This guide is designed students in the online English 206 World Literature II classes. What is the difference between this guide, and the guide for on campus students? A few things:
This guide is going to focus online resources. Very few of you will be coming to the physical library so I want to highlight our online resources that you can use. (You are of course more than welcome to come to the main library)
The time lines for the on campus and off campus classes are different. This guide is designed to reflect the online class schedule.
Conduct a subject search on the author of the work in question. This will give you books about the author.
Don't forget to use Boolean Operators (AND, OR, NOT). These can help you focus your results.
If you are looking for literary criticism, try a subject search on the author's last name AND criticism.
If your author is associated with a literary movement (e.g. Harlem Renaissance) do a subject search on the movement.
How do you do a subject search?
Go to the OneSearch and type in the subject you are looking for (e.g. Harlem Renaissnance), then hit return.
On the results screen, go next to the search bar and click on the advanced search link
On the Advanced Search screen you want to go to the drop down menu next to where it says Any field and select subject.
Under Material Type (to the right of the top search bar) from the drop down menu select Books/eBooks.
When you've selected all of these, click on the Search link.
If you are having difficulty finding information, talk to your professor or one of the librarians at the Research Assistance desk.
Advanced Search Suggestions
Remember to use Boolean Operators(AND, OR, NOT) in your search to make it more efficient.
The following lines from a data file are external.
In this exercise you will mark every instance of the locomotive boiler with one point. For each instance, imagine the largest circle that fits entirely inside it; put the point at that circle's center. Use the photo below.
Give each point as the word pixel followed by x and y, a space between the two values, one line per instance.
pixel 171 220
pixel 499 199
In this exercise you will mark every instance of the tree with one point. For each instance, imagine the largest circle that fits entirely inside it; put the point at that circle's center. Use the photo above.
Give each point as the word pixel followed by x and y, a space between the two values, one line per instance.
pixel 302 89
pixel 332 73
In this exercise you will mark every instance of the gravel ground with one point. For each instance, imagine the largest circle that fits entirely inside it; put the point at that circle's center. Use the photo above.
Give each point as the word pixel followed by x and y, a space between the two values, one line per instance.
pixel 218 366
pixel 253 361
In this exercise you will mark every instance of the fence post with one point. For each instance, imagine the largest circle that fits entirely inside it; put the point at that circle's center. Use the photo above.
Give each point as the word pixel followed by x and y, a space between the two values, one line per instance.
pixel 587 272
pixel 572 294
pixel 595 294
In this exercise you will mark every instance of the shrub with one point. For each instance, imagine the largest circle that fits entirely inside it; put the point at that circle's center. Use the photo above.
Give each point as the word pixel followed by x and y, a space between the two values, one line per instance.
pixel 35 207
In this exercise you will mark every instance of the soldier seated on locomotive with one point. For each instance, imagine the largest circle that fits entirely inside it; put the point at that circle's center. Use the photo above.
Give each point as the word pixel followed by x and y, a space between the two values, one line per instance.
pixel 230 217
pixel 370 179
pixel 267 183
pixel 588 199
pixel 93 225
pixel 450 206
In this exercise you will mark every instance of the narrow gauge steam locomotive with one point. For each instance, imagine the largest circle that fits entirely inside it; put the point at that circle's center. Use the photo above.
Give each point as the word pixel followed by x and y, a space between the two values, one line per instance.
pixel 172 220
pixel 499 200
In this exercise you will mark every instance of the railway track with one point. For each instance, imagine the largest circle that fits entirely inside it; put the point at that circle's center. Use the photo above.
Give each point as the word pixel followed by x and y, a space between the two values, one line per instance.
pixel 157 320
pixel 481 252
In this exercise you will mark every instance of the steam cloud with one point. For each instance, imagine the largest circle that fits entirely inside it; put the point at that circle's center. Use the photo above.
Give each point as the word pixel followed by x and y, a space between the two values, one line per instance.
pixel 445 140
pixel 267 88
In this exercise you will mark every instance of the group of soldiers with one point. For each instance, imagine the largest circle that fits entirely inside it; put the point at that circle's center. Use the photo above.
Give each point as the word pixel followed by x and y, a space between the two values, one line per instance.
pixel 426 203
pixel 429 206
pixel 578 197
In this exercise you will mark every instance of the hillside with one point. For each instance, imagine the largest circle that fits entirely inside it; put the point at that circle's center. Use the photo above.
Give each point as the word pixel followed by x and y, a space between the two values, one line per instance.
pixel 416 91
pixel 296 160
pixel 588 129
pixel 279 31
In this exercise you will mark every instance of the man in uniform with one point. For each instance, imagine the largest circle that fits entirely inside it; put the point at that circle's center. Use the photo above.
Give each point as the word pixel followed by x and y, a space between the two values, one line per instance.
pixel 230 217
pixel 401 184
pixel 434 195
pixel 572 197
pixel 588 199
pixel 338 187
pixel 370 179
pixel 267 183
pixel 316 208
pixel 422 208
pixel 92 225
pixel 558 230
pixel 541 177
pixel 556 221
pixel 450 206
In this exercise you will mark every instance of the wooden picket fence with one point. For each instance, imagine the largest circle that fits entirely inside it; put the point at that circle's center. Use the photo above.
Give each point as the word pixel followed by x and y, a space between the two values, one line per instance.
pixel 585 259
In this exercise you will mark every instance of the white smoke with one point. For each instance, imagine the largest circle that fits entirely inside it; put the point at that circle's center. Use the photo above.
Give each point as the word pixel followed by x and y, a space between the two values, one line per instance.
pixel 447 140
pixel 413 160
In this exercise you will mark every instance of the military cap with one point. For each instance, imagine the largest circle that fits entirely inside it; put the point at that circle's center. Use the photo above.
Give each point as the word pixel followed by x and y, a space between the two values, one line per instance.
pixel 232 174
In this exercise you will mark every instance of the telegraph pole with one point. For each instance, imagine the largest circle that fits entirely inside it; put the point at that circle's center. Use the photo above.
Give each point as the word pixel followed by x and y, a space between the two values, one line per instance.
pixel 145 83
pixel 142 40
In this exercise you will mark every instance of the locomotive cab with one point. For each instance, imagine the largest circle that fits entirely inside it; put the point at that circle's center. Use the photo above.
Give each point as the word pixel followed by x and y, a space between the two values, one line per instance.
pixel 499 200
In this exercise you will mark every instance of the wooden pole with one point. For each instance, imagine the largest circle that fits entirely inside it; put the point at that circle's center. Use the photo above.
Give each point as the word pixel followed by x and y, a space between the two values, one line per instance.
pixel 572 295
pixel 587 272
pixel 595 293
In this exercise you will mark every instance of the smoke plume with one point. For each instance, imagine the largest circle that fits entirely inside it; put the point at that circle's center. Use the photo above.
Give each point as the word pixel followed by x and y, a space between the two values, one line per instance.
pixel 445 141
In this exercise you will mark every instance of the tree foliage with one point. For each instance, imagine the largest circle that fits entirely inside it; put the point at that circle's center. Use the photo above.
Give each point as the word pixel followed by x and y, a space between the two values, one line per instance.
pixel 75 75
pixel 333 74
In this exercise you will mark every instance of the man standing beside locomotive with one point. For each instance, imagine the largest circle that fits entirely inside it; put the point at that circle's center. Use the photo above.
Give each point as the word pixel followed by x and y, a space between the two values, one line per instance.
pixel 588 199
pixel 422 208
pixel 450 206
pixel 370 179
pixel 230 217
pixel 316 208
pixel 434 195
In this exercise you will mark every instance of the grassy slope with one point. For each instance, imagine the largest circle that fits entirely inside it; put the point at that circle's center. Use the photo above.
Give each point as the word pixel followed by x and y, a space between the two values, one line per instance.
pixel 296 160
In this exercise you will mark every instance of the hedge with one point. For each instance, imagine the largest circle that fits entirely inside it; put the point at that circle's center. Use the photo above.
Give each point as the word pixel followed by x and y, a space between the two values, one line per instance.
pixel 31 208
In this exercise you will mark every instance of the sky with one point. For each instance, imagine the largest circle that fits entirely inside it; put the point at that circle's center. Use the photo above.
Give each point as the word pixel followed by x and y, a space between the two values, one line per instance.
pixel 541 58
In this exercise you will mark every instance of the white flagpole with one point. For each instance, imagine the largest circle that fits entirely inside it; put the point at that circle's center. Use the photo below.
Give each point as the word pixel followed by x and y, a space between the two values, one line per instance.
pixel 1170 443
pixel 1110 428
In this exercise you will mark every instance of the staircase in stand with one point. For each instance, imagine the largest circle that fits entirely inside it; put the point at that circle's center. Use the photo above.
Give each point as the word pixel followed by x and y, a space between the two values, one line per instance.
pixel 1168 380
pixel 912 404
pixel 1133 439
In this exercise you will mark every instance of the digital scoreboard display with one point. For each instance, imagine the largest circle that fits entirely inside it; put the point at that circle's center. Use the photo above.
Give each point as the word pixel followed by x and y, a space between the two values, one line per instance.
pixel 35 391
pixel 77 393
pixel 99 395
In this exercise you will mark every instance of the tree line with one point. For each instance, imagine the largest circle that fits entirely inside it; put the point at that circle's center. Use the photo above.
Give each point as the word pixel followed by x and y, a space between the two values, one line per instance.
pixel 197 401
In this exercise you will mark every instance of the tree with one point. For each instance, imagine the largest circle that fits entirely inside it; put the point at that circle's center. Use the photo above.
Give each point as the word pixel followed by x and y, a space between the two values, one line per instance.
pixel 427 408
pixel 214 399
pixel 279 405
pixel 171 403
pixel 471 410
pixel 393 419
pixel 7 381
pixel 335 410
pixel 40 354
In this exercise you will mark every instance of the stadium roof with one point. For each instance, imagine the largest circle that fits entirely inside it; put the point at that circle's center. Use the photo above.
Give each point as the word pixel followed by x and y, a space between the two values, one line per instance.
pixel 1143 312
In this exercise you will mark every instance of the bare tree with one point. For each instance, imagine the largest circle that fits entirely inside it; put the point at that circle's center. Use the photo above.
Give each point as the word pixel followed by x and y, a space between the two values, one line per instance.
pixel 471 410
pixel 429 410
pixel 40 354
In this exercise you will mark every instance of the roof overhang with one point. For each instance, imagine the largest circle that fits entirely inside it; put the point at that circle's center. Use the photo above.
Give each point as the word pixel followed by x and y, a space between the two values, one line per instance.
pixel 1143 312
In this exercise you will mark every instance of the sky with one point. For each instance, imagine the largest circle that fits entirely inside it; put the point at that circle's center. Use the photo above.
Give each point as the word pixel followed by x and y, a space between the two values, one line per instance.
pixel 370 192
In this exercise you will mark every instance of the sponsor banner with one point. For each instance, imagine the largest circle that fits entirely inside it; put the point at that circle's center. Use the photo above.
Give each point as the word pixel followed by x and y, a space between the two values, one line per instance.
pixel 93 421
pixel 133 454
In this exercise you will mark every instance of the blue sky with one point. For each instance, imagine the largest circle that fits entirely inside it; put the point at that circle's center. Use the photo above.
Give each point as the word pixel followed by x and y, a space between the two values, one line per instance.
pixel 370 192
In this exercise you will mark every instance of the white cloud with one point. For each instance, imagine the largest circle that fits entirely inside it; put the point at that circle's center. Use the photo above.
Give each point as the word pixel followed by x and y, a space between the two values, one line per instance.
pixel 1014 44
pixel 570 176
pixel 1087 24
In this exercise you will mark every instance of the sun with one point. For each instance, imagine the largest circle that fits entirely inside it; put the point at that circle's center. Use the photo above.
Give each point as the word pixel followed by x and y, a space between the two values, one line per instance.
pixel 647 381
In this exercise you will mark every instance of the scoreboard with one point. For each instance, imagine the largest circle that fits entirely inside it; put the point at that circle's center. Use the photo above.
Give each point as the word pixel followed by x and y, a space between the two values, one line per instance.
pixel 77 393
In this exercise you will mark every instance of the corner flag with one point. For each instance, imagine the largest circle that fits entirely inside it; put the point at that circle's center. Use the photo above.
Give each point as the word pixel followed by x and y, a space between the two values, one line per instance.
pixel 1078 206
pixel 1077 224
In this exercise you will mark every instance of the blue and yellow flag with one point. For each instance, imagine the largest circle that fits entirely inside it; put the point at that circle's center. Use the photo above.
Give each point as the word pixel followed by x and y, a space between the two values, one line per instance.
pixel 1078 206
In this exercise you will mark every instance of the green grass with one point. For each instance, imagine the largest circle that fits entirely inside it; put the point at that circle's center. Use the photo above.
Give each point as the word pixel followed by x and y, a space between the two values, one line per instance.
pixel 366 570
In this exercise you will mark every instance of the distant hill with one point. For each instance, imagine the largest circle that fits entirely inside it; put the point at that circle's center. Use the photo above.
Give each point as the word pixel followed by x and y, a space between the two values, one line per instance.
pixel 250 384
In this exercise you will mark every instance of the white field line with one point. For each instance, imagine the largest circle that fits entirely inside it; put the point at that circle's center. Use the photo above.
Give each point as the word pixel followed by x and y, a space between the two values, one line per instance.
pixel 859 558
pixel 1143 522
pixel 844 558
When looking for information on an author, check to see: if they have a pen name, if they wrote under an alias, or if their name translates multiple ways when converted into English. If any of these apply, OR together all the possible names in your search. Ex. Elliot, George OR Evans, Mary Ann
Take advantage of the Gale collections of criticism excerpts found in Literature Criticism Online. These excerpts can give you a good idea about the content of a particular article. If you decide that the article will be useful, the citation information is given so you can find the complete article in the library or request it through interlibrary loan. Show Me
This search displays, by title, the library's holdings for over 94,000 periodicals, including scholarly journals, popular magazines, and newspapers (such as Science, Time, and The Wall Street Journal).